一晩寝たからって忘れられるもんじゃないし、そもそも忘れたくない。というか、一晩だなんて言ったけど結局一睡も出来やしなかった。
竹内さんと一つ屋根の下で。部屋は違えど、そばに居る事を意識するなってのは無理な話。

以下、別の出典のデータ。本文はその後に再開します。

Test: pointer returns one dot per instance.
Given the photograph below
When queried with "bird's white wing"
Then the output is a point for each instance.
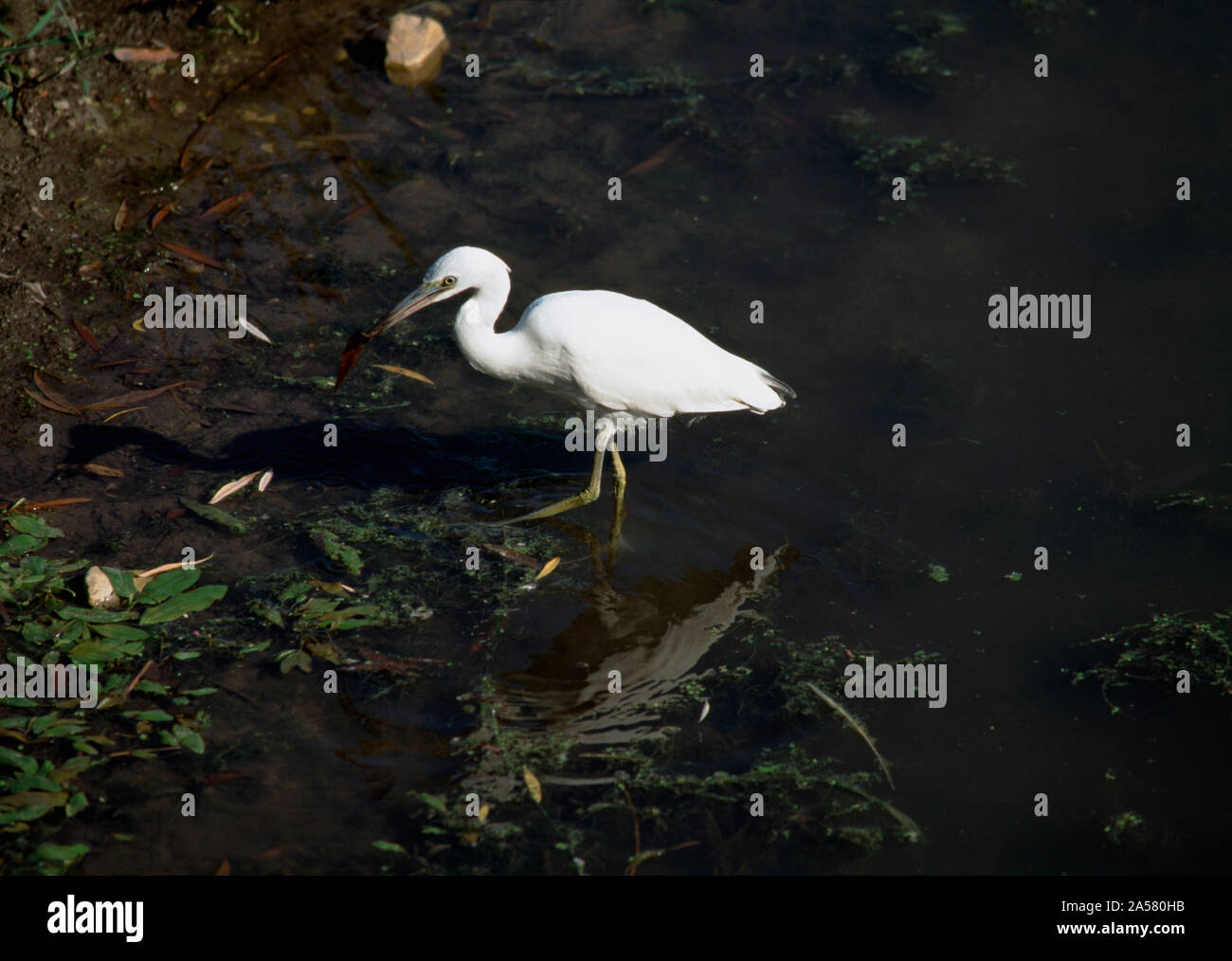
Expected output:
(612, 352)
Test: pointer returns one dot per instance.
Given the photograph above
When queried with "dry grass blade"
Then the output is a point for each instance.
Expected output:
(134, 397)
(356, 212)
(251, 329)
(172, 566)
(913, 829)
(226, 491)
(143, 54)
(402, 372)
(533, 785)
(859, 728)
(657, 159)
(126, 410)
(549, 568)
(53, 504)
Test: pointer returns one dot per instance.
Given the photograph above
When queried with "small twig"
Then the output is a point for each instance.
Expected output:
(861, 730)
(223, 99)
(136, 680)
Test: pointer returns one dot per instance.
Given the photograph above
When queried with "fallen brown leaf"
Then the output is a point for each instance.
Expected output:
(226, 206)
(233, 487)
(50, 393)
(134, 397)
(126, 410)
(355, 345)
(516, 555)
(403, 372)
(549, 568)
(533, 785)
(188, 251)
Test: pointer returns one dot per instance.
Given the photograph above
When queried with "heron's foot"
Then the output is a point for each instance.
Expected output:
(551, 510)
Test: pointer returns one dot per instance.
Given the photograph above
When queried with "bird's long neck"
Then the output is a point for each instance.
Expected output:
(498, 355)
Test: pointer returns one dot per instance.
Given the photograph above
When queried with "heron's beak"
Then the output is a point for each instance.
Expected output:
(417, 300)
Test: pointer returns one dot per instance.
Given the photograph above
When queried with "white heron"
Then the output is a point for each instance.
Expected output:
(604, 352)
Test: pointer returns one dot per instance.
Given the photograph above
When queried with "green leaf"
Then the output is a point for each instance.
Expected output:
(189, 738)
(19, 760)
(153, 716)
(172, 582)
(35, 633)
(42, 21)
(33, 526)
(58, 857)
(181, 604)
(343, 553)
(100, 652)
(91, 616)
(31, 812)
(121, 582)
(295, 589)
(121, 632)
(21, 543)
(217, 517)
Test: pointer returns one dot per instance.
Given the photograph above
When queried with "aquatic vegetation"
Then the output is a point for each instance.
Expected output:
(1158, 649)
(48, 747)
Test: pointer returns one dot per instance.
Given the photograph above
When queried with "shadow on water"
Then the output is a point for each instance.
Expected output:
(764, 553)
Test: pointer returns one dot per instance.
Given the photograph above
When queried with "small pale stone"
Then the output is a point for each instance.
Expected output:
(99, 588)
(414, 49)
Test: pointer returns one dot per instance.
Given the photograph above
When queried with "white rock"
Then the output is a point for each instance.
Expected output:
(414, 49)
(99, 588)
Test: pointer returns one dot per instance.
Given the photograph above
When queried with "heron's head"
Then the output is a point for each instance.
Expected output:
(462, 269)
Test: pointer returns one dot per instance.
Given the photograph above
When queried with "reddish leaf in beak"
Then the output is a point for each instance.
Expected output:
(350, 355)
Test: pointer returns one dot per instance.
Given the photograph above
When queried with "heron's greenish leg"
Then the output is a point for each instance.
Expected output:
(619, 508)
(619, 475)
(578, 500)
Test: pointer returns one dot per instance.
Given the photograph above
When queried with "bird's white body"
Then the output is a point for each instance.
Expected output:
(607, 353)
(599, 349)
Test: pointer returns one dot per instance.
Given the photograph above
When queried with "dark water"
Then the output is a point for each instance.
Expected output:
(875, 312)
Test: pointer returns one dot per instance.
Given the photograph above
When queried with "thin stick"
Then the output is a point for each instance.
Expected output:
(861, 730)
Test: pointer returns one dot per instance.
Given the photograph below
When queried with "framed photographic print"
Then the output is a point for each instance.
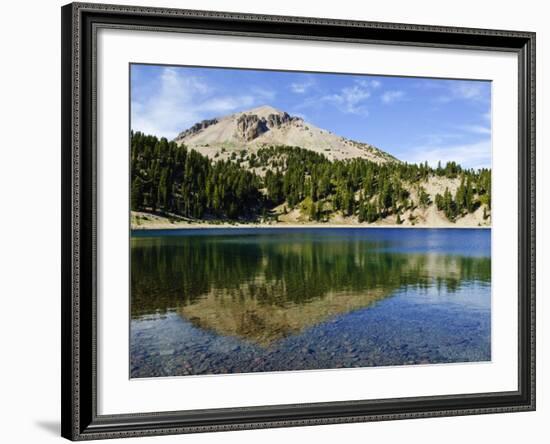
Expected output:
(280, 221)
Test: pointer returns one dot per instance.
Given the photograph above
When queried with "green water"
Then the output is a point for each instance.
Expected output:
(219, 301)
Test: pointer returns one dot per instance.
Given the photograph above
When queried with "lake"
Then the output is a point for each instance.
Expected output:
(211, 301)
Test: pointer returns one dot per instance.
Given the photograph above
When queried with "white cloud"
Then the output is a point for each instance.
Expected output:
(178, 101)
(391, 96)
(476, 129)
(350, 99)
(302, 87)
(464, 90)
(474, 155)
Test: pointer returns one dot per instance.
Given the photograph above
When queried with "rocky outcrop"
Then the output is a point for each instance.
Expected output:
(196, 128)
(264, 126)
(251, 126)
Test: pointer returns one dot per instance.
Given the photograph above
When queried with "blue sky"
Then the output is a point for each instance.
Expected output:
(415, 119)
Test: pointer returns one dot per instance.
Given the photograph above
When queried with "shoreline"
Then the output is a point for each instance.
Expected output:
(197, 226)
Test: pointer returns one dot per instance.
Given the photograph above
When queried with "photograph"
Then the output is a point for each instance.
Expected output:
(291, 221)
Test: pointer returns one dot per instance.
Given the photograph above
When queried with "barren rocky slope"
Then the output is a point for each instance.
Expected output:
(267, 126)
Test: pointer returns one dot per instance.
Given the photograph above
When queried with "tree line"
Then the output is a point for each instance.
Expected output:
(167, 178)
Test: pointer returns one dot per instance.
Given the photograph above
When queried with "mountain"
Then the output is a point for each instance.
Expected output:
(266, 126)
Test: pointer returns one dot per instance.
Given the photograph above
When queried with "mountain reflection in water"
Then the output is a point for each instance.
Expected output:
(264, 286)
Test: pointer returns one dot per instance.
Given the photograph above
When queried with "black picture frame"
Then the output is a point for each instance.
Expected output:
(80, 22)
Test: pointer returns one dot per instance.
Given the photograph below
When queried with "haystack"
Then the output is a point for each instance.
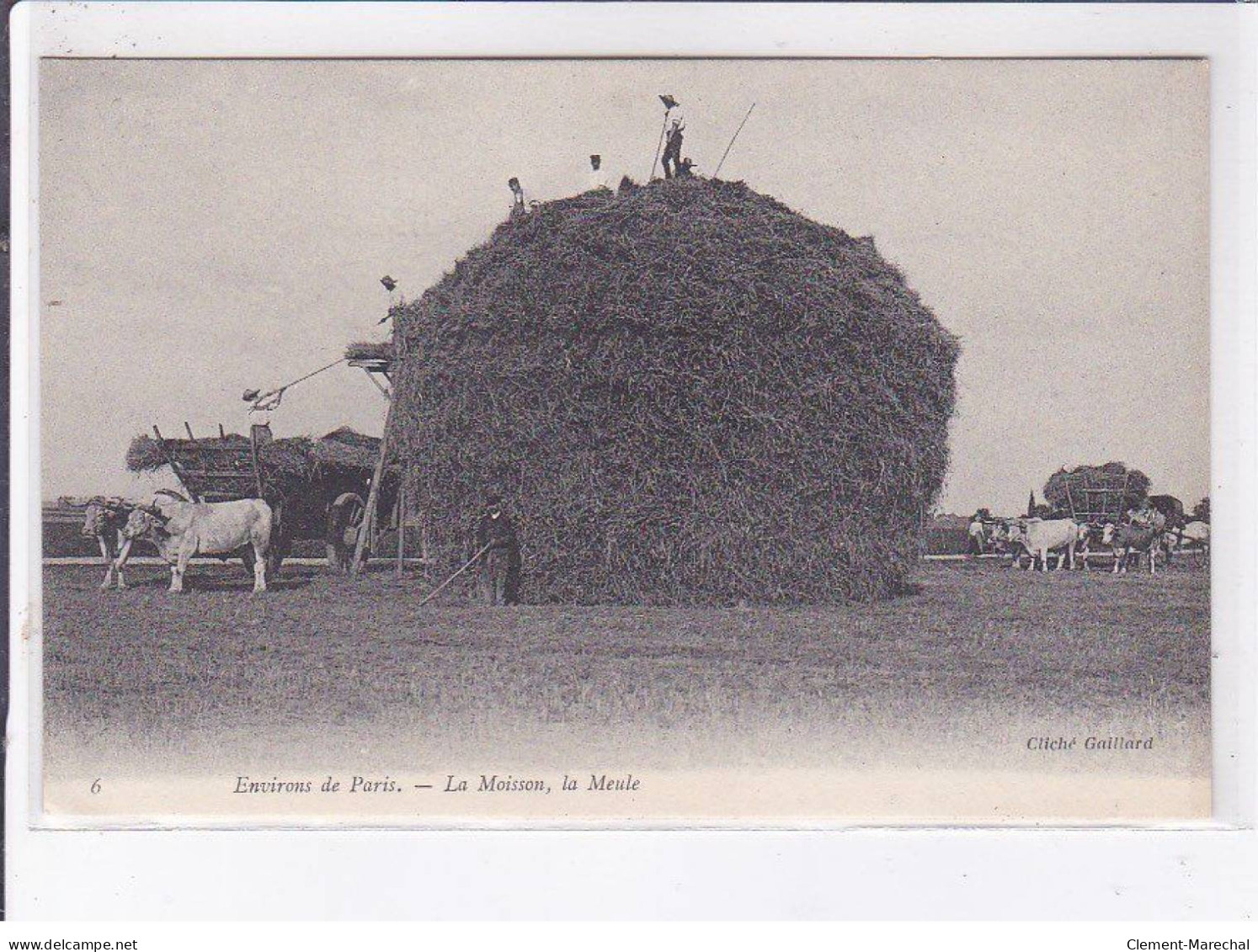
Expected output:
(688, 394)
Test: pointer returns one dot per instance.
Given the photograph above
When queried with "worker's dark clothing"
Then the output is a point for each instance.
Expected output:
(674, 152)
(498, 574)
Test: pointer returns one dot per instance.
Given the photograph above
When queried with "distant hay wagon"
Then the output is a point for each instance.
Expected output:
(317, 487)
(1097, 494)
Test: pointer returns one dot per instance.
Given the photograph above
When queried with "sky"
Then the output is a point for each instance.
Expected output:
(208, 226)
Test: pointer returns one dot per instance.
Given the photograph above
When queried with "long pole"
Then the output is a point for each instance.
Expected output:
(372, 499)
(462, 569)
(402, 522)
(731, 141)
(659, 145)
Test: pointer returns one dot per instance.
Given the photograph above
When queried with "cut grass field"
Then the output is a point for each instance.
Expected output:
(962, 671)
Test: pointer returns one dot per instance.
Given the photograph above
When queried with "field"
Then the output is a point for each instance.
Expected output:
(957, 673)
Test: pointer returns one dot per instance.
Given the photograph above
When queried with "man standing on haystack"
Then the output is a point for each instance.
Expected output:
(674, 150)
(498, 575)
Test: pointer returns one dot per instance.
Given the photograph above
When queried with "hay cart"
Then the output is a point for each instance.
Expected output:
(320, 489)
(1097, 498)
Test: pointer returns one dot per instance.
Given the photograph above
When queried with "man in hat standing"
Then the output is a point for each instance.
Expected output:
(498, 577)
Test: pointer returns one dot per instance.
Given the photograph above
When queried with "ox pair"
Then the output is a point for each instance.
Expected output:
(180, 529)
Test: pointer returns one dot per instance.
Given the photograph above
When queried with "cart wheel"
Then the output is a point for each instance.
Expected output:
(344, 522)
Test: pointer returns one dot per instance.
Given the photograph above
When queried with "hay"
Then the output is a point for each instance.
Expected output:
(1096, 476)
(290, 465)
(690, 395)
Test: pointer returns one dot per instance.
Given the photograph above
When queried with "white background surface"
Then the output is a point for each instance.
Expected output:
(848, 875)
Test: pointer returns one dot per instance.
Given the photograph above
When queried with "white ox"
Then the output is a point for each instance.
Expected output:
(1133, 539)
(1042, 536)
(181, 529)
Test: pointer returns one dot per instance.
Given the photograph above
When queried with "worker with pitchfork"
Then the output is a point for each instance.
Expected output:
(494, 539)
(674, 150)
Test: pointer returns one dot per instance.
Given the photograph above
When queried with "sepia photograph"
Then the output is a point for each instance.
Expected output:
(624, 442)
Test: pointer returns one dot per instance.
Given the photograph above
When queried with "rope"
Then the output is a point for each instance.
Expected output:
(462, 569)
(731, 141)
(261, 402)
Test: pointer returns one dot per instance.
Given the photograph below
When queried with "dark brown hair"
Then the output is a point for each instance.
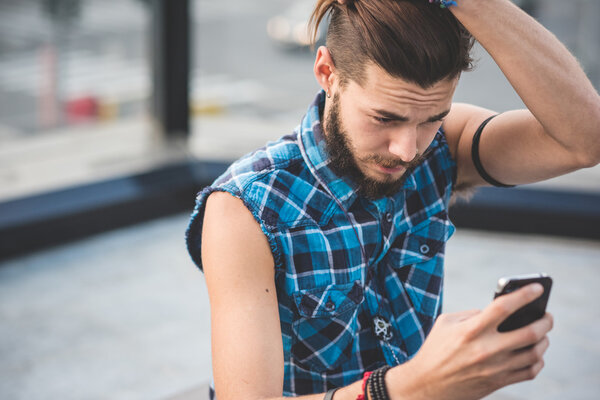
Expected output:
(410, 39)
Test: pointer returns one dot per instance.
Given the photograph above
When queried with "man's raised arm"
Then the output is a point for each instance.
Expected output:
(559, 132)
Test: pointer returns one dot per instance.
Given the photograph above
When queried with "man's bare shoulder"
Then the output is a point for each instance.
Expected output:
(232, 240)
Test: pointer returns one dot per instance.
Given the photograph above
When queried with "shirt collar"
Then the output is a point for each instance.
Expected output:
(314, 151)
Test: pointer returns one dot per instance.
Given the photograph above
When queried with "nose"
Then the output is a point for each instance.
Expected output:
(403, 143)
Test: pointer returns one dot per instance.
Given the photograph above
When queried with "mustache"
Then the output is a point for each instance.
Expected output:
(392, 162)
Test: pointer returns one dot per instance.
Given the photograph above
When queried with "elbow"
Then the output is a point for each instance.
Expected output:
(589, 158)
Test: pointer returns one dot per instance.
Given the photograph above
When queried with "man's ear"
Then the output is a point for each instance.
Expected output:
(324, 69)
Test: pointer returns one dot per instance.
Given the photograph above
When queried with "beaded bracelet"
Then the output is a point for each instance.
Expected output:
(376, 384)
(363, 395)
(444, 3)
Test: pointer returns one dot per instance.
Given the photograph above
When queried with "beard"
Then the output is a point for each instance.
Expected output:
(343, 160)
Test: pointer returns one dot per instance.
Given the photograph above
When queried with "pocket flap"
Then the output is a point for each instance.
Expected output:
(423, 242)
(329, 300)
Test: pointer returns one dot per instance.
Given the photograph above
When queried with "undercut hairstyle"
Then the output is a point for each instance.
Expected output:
(409, 39)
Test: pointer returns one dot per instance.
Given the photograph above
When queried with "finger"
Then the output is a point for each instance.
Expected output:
(528, 335)
(520, 359)
(462, 315)
(503, 306)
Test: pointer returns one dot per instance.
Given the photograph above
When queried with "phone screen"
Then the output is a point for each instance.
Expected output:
(530, 312)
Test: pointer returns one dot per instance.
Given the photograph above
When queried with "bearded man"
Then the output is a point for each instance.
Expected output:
(323, 252)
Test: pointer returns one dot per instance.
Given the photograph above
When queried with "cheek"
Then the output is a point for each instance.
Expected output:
(363, 137)
(426, 136)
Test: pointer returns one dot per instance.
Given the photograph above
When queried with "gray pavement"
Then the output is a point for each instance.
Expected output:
(125, 315)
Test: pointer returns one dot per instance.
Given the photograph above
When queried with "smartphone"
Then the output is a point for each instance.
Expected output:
(529, 312)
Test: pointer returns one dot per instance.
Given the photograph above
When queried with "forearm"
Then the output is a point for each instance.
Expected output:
(546, 76)
(349, 392)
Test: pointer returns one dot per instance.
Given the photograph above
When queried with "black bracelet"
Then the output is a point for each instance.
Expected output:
(329, 394)
(477, 161)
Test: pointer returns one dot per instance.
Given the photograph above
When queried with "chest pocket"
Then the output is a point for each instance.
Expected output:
(324, 330)
(417, 258)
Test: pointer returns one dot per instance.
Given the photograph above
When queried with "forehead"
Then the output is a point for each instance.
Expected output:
(380, 90)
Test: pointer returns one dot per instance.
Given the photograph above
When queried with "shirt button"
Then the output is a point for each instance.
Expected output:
(330, 305)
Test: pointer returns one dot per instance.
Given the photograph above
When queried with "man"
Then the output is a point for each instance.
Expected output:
(323, 252)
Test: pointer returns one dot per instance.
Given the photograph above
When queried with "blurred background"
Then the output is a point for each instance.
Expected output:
(113, 113)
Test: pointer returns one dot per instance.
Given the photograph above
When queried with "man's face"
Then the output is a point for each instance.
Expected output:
(376, 133)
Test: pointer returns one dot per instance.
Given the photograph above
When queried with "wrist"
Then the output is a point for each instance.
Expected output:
(402, 382)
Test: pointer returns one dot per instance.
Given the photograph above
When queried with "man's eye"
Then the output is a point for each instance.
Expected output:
(383, 120)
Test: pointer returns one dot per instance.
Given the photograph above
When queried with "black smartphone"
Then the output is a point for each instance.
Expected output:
(529, 312)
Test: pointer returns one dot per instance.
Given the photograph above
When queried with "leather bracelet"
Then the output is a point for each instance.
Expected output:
(444, 3)
(329, 394)
(376, 384)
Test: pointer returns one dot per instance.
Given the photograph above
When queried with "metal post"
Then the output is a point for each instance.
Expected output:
(171, 61)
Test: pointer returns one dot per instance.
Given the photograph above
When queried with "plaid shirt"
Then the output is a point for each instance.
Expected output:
(330, 291)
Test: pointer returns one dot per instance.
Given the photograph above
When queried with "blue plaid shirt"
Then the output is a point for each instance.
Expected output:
(343, 262)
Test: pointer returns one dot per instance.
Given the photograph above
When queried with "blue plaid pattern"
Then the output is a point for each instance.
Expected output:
(328, 292)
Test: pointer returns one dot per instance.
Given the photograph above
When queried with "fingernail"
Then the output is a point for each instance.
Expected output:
(536, 288)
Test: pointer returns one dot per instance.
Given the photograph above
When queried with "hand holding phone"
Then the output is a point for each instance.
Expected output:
(530, 312)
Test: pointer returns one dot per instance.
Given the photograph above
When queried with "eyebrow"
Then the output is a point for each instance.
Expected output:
(397, 117)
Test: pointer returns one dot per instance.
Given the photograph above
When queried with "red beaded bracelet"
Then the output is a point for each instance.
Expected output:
(362, 395)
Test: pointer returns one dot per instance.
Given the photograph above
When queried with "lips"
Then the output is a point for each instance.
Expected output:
(390, 170)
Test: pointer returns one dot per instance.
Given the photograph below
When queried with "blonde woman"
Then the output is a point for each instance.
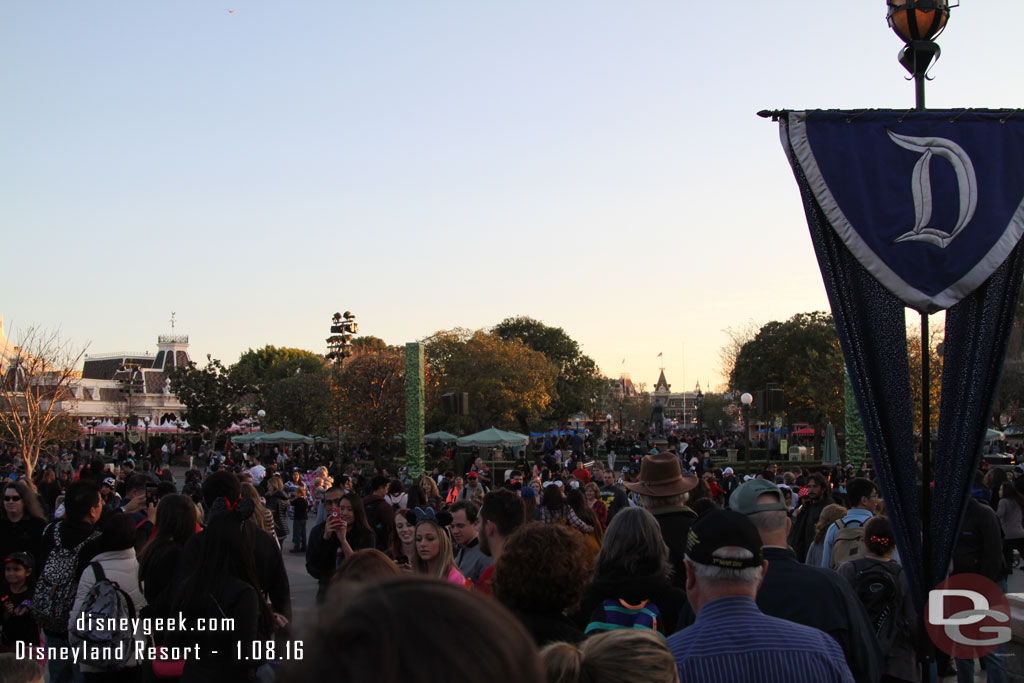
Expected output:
(262, 516)
(616, 656)
(433, 553)
(830, 514)
(430, 492)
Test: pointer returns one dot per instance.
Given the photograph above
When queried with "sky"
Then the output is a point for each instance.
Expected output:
(598, 166)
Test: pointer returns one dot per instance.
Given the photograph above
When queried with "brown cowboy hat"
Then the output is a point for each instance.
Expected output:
(659, 475)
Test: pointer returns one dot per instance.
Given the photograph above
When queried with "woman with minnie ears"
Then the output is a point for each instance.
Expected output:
(434, 556)
(879, 543)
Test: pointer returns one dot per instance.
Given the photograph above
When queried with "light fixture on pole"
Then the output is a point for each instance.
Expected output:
(918, 23)
(747, 399)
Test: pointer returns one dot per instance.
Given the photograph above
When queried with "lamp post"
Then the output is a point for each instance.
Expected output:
(747, 399)
(92, 422)
(918, 23)
(343, 326)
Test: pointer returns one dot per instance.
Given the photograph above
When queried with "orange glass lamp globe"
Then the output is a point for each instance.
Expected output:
(918, 19)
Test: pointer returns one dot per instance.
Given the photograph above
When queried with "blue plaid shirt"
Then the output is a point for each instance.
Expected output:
(732, 641)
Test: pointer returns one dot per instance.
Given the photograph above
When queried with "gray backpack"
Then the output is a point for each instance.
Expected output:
(105, 604)
(847, 545)
(57, 584)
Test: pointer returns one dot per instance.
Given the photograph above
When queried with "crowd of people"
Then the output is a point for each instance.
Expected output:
(561, 568)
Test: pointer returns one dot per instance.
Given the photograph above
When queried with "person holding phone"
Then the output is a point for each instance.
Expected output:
(344, 530)
(403, 539)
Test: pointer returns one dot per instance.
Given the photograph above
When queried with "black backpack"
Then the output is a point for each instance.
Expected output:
(880, 590)
(57, 583)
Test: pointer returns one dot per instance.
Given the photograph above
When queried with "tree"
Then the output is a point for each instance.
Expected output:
(738, 336)
(1010, 398)
(804, 357)
(578, 375)
(935, 375)
(211, 395)
(508, 382)
(300, 403)
(265, 366)
(291, 384)
(37, 392)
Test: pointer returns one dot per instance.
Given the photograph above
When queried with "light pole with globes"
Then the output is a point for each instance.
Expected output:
(919, 23)
(747, 399)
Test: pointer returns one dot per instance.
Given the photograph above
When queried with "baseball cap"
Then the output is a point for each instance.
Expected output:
(744, 499)
(721, 528)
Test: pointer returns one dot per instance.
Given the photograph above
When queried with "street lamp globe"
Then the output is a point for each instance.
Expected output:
(918, 19)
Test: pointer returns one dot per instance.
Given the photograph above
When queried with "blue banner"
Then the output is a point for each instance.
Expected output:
(939, 228)
(930, 203)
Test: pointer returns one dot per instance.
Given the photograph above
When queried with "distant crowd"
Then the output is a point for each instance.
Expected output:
(657, 565)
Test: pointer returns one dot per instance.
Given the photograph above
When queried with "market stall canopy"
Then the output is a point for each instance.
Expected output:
(284, 437)
(248, 438)
(494, 437)
(440, 436)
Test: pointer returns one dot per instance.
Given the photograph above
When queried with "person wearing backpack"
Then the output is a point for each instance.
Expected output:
(67, 548)
(843, 542)
(109, 589)
(881, 585)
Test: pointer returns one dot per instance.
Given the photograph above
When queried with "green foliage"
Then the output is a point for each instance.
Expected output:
(856, 442)
(211, 395)
(509, 384)
(263, 367)
(300, 403)
(804, 357)
(370, 396)
(578, 375)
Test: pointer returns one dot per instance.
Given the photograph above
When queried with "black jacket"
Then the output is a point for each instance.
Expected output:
(818, 598)
(322, 556)
(802, 534)
(979, 547)
(276, 503)
(675, 523)
(266, 558)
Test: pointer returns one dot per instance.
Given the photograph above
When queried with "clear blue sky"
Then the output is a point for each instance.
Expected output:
(595, 165)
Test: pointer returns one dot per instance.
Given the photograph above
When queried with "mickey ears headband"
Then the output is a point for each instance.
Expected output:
(242, 507)
(422, 514)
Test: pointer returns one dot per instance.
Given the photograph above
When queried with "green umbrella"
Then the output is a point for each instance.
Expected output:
(489, 437)
(247, 438)
(284, 437)
(440, 436)
(829, 450)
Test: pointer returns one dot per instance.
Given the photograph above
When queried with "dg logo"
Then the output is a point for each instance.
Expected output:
(968, 616)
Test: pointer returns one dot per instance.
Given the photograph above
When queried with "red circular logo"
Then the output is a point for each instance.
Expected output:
(968, 615)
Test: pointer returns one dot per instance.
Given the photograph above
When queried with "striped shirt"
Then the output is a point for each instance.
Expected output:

シーツから香る竹内さんの匂いに囲まれて、そう簡単に眠れる訳がないだろ。
約束通りテーブルにはスペアキーが用意してあった。もし俺がもっと慎重に、上手く物事を進めていくことが出来ていたなら、これを合鍵と呼べたりしたんだろうか。
……いや、ないな。
あの三日月ヤローの存在がある時点でアウトだよ。
「暁人さん…好きだよ。」
ソファで睫毛を振るわせる家主に
部屋を出る間際、臆病な犬は小さく吠えた。
大好きなんだ。あんたの事。
多くを望んでしまうから、こんなに苦しい。
『君とまた会えるなら何もかも要らないよ』なんて歌っている歌手はその辺にゴロゴロ居るが、もう俺はそれだけじゃ足りなくなっていた。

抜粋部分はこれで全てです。